De nombreuses explosions ont retenti dimanche soir à Kaboul, selon des journalistes de l'AFP. Les talibans, au pouvoir, ont affirmé avoir riposté à des frappes aériennes menées par le Pakistan.
Un porte-parole du ministère afghan de la Défense a annoncé sur X que la défense antiaérienne du gouvernement avait tiré sur "des avions pakistanais" survolant Kaboul.
La tension reste vive le long de la frontière afghano-pakistanaise, avec des témoignages de combats intenses dans ces zones, rapportés par des sources locales et des responsables.
Après des mois de petites escarmouches, la situation a dégénéré jeudi avec une attaque afghane sur des positions frontalières, incitant les forces pakistanaises à riposter par des bombardements aériens.
Le Pakistan, déclarant une "guerre ouverte", accuse les talibans d'abriter des militants qui menacent son territoire, tandis que Kaboul rejette ces allégations.
- la base aérienne de bagram touchée -
Des résidents de zones frontalières ont rapporté des combats nocturnes, faisant état de la mort de trois civils sous des frappes de drones, comme indiqué par des autorités locales. Les raids aériens auraient également frappé la base aérienne de Bagram.
L'un des habitants a décrit un "raid terrifiant" à l’aube, avec de la fumée et des explosions visibles au loin. Le porte-parole provincial, Fazl ul Rahim Maskin Yar, a affirmé que les avions pakistanais avaient tenté de bombarder cette base sans causer de pertes.
Des coups de feu ont également été entendus dans le centre de Kaboul, où la présence des forces de sécurité était renforcée. "La défense antiaérienne est en action et les résidents ne doivent pas s'inquiéter", a écrit le porte-parole taliban Zabihullah Mujahid sur X.
Des drones ont été signalés survolant la province de Khost, où des combats ont été confirmés, tout comme dans la province de Paktia.
Vers le poste-frontière de Torhkam, des affrontements ont été rapportés par les médias de la province de Nangarhar.
Le Pakistan a reconnu avoir mené des frappes sur Kaboul et Kandahar, où se cache le leader des talibans, Hibatullah Akhundzada. L’Afghanistan accuse Islamabad d’avoir causé des victimes civiles dans la province de Kandahar, avec un témoignage de travailleurs du bâtiment décrivant des frappes ciblées.

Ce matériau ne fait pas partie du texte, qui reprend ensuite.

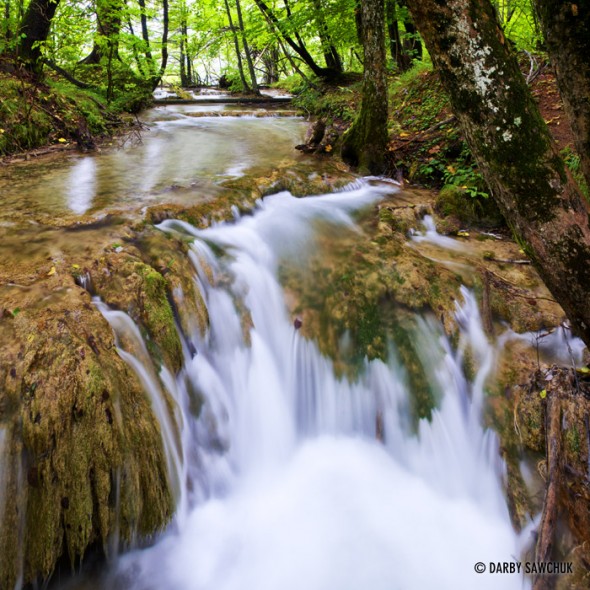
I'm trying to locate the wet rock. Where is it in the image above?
[0,287,173,588]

Au total, 36 civils auraient perdu la vie dans différentes provinces depuis le début des hostilités, selon le porte-parole adjoint du gouvernement, Hamdullah Fitrat.
- pertes importantes -
Un résident d'Asadabad, province de Kunar, a partagé le récit tragique de la perte de son frère durant ces combats. "Il a choisi de rester surveiller la maison et a été tué près de la mosquée alors qu’il essayait de fuir", a-t-il confié.
Des résidents au Khost et Nangarhar continuent d'annoncer des escarmouches sporadiques. Certains logements proches de la frontière ont été évacués par crainte des bombardements.

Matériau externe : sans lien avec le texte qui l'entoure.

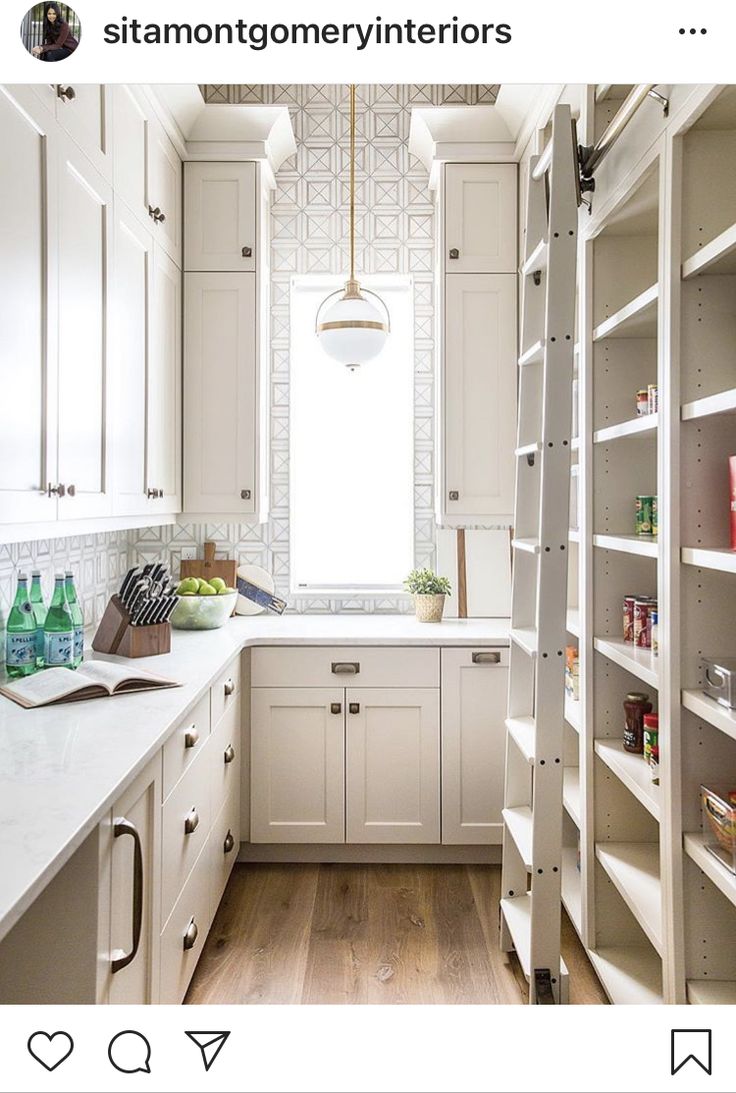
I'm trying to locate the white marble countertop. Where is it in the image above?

Les efforts de médiation, notamment par l'Arabie saoudite et le Qatar, n'ont pas porté leurs fruits. Washington a exprimé son soutien au Pakistan dans sa lutte contre les attaques des talibans.
Malgré tout, l’Afghanistan a exprimé son désir d’instaurer un dialogue, tout en admettant avoir effectué des frappes sur le territoire pakistanais avec l'utilisation probable de drones.
Les autorités talibanes ont déclaré que plus de 80 soldats pakistanais avaient été tués et 27 autres capturés, tout en reconnaissant la perte de 13 membres de leurs propres forces. Le Pakistan, de son côté, a réclamé plus de 400 militaires afghans parmi les morts et a déploré la perte de 12 soldats.
Cet épisode marque une détérioration sans précédent des relations entre le Pakistan et l'Afghanistan, le pire conflit à ce jour depuis octobre, lorsque plus de 70 pertes avaient été reportées des deux côtés de la frontière, maintenant principalement fermée.